Além deles, também destacamos os votos contrários ao requerimento, os vereadores Fábio Simoa e Vitão do Cachorrão, ambos vereadores do Republicanos e membros da Comissão Permanente de Saúde Pública da Câmara de Sorocaba.
Mas, afinal, a religião é contra a laqueadura?
Cada religião tem uma interpretação sobre os escritos e diferentes noções de doutrina e conduta, de acordo com a suas interpretações e crenças. Ocorre que algumas correntes religiosas mais dogmáticas estabeleceram a definição da laqueadura como um instrumento de “esterilização no controle de natalidade”. É o caso, por exemplo, da Renovação Carismática Católica, da Igreja Católica. No site da Canção Nova, que é uma comunidade associada a essa corrente religiosa, eles se posicionam da seguinte forma:
“A esterilização pode ser entendida como ato ou efeito de tornar-se infértil, infecundo e improdutivo, permanecendo incapaz de procriar de maneira usual […] O que se deve dizer da moralidade dos procedimentos de esterilização? A Igreja Católica avalia como moralmente inaceitável toda esterilização especificamente direcionada para a contracepção ou o impedimento da gravidez”

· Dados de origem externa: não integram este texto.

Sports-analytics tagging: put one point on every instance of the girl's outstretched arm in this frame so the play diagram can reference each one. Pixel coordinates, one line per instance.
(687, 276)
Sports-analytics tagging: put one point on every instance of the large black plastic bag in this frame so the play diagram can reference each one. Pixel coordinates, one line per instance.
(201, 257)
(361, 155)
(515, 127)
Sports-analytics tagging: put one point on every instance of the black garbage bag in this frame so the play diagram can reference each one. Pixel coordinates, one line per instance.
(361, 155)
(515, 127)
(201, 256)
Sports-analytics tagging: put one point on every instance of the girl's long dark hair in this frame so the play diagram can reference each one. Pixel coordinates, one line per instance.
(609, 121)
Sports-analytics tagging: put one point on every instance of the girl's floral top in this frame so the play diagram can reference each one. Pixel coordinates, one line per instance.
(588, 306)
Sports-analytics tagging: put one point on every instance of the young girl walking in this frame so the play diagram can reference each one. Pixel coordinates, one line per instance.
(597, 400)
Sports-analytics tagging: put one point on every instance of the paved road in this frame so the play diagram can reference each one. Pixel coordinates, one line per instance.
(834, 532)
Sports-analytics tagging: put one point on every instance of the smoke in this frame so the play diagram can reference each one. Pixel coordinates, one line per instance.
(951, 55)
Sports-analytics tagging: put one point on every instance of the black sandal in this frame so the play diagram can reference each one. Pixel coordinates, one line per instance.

Entretanto, o posicionamento dessa corrente não expressa necessariamente o posicionamento da totalidade das comunidades dentro do catolicismo. Existem outros setores que, abertamente, tem posições diferentes . É o caso, por exemplo, de diversas Pastorais da Saúde e do movimento Católicas pelo Direito de Decidir, que fazem a discussão sobre a importância dos métodos contraceptivos e planejamento familiar abertamente.
Há ainda outras religiões adeptas ao cristianismo e de outras tradições, que debatem de maneira aberta e sem tabus o tema, compreendendo que trata-se de um assunto de saúde pública e planejamento familiar.
Fiéis adotam métodos contraceptivos
Dados do Instituto Brasileiro de Geografia e Estatística (IBGE) mostram que os fiéis, católicos ou de outras religiões, são majoritariamente adeptos do planejamento familiar e aos métodos contraceptivos.
O último levantamento do órgão, feito em 2020, aponta que a distribuição da população brasileira é majoritariamente católica, representando 50% da população, 31% se declaram evangélicos, 10% não possuem religião, 3% espíritas, 2% de religiões de matriz africana, 2% declaram ter outras religiões, 1% ateu e 0,3% são judaicos.
Entretanto, quando a pesquisa do órgão se refere ao planejamento familiar e aos métodos contraceptivos usado pelas mulheres de 15 a 49 anos, que ainda menstruam e estão sexualmente ativas nos últimos 12 meses, 80,5% se demonstram adeptas a algum método para evitar a gravidez. Do universo das 19,5% que declararam não utilizar nenhum método contraceptivo, 43,3% estavam planejando a gravidez, 15,7% estavam em gestação, 10,4% não têm relações sexuais com homens e apenas 2,9% não usam por questões religiosas.
Entre os métodos de planejamento familiar adotados, a laqueadura ou a vasectomia no parceiro, corresponde como a segunda maior preferência entre os métodos declarados pelas mulheres como os que consideram mais seguros, com 22,9%, atrás apenas da pílula anticoncepcional, com 40,6%.